Ukrainian Foreign Minister Dmytro Kuleba described Russia’s decision by the presidency on April 1 to extend its brutal invasion of Ukraine into a second year as “the world’s most stupid April Fool’s joke.”
“A country that systematically violates all the basic norms of international security presides over a body whose sole mission is to protect and defend international security,” Kuleba said.
The presidency of the security council is rotated alphabetically among its 15 member nations. Its body is governed by five permanent members, based in the US and Russia.
The UN diplomatic community is well aware that they are openly skeptical of Russia’s policy while occupying parts of Ukraine with its forces, a UN member state. Few remember that Russia was the last president of the Council in February 2022 – in the run up to the invasion of Ukraine.
The President of the Security Council is supposed to remain neutral. But in his new role, Russia can run meetings in Ukraine and use the month to paint the US and other Western countries with false accusations against Russia.
Russian President Vladimir Putin last month became the first head of state to issue a permanent member of the United Nations Security Council with an arrest warrant over an alleged scheme to deport Ukrainian children. Russia Moscow defends the practice by denying forced deportations.
“It seems more ridiculous … it makes the Council look bad,” International Crisis Group UN head Richard Gowan said of Russia’s assumption of the presidency.
However, Russian aides here at UNHQ, meanwhile, say they see historical parallels for the current situation, showing that the US, a permanent member of the Security Council, invaded Iraq in 2003 without a strategic plan.

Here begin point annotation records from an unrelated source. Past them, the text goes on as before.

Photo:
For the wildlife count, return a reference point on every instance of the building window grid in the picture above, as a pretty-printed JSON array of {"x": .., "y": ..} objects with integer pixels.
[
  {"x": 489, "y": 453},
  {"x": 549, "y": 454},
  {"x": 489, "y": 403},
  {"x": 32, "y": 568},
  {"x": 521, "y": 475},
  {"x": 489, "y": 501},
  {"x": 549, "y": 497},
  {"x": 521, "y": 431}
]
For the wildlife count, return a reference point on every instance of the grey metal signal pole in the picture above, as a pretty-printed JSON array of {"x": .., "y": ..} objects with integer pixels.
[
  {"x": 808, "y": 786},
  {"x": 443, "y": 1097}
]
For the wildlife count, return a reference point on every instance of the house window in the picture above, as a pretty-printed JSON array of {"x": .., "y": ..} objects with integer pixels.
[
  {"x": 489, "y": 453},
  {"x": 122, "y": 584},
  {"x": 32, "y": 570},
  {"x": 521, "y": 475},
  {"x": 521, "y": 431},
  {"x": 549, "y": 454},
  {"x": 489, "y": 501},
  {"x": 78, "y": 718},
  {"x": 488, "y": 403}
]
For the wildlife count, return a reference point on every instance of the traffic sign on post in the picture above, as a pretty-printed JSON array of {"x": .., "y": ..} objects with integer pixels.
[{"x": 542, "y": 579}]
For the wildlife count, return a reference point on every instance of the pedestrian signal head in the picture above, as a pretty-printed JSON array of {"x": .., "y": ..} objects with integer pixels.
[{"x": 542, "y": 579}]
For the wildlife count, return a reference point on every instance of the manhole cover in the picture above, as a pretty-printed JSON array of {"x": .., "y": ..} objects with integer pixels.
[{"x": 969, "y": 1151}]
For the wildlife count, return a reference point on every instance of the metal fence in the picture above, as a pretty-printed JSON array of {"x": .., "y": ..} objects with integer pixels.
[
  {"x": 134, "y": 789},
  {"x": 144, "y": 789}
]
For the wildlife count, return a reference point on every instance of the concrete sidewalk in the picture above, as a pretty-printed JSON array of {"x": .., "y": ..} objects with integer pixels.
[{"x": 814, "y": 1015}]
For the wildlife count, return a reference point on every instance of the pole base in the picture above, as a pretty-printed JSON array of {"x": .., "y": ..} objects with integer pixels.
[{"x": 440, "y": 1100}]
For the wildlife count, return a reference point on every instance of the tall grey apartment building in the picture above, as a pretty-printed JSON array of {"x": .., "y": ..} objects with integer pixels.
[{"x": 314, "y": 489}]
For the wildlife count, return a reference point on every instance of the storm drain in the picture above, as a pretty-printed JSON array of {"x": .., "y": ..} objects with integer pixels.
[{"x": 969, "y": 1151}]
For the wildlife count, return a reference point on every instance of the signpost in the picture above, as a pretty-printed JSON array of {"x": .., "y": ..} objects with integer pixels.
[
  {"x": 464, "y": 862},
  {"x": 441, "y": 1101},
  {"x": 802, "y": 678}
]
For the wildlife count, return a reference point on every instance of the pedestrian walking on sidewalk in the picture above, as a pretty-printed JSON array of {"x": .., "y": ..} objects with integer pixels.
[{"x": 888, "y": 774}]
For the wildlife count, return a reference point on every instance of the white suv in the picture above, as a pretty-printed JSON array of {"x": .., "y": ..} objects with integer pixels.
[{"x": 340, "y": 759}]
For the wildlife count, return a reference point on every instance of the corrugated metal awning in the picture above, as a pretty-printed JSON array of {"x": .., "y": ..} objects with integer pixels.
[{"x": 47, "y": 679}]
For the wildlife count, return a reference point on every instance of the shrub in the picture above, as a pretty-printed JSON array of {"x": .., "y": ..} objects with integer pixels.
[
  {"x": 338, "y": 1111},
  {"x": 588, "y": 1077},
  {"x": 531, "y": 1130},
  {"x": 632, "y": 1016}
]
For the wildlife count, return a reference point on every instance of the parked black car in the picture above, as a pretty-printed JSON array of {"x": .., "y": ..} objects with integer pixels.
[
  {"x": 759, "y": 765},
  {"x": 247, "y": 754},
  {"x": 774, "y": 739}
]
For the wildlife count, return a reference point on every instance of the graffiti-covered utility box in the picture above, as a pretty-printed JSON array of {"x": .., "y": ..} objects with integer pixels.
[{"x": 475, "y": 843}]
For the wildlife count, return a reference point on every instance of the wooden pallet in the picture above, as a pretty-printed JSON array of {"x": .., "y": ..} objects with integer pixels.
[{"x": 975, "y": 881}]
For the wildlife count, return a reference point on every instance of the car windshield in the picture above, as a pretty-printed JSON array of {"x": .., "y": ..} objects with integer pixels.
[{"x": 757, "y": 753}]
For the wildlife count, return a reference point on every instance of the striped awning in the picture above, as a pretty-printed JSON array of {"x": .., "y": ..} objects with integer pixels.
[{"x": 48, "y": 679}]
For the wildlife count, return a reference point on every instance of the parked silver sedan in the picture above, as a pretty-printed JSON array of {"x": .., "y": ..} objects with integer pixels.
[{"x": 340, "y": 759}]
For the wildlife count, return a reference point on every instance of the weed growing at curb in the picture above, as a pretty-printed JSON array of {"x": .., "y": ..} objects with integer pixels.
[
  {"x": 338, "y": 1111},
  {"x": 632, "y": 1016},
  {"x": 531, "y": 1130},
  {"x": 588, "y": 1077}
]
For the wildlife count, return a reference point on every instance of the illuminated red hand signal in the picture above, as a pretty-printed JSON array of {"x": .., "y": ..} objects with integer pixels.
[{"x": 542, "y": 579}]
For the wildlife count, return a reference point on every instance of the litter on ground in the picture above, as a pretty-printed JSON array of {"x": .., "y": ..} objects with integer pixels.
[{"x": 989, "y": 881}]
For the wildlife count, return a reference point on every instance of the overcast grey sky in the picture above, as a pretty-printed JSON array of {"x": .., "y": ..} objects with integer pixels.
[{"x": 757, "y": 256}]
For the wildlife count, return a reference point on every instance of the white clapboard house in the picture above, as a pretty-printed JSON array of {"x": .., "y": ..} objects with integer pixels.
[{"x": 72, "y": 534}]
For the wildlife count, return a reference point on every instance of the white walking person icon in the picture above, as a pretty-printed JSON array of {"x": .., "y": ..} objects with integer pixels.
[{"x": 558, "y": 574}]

At the end of the day, the problem “isn’t the Russian presidency. It’s Russian behavior in Ukraine,” the Security Council diplomat told CNN.
Last year, Ukraine questioned whether Russia had any right to a permanent seat on the council, pointing out at public meetings that Moscow had taken the former Soviet Union’s seat without a vote in the early 1990s.
But can Russia cut off the Council or expel the entire UN from its activities in Ukraine?
The UN Charter, the basis of the Constitution, does not easily exclude a permanent member of the Council. The intervention of the Russians can easily keep their ambassadors on the board of the sole council forever.
“Aggression that blatantly violates the UN Charter and attacks minor neighbors has no place in the Security Council. Unfortunately, Russia is a permanent member of the Council and there is no international legal way to change that,” a spokesperson for the US Mission to the UN told CNN.
Anything that can be done in the austere body is to challenge what Russia says there – something that the US has vowed to do. “We continue to call their lies and credible statements, data and facts on the ground,” the US spokesman said.
The longer the war drags on, the more compelling Russia’s position in the UN becomes. But like most meetings here, the greatest weapon is rhetoric.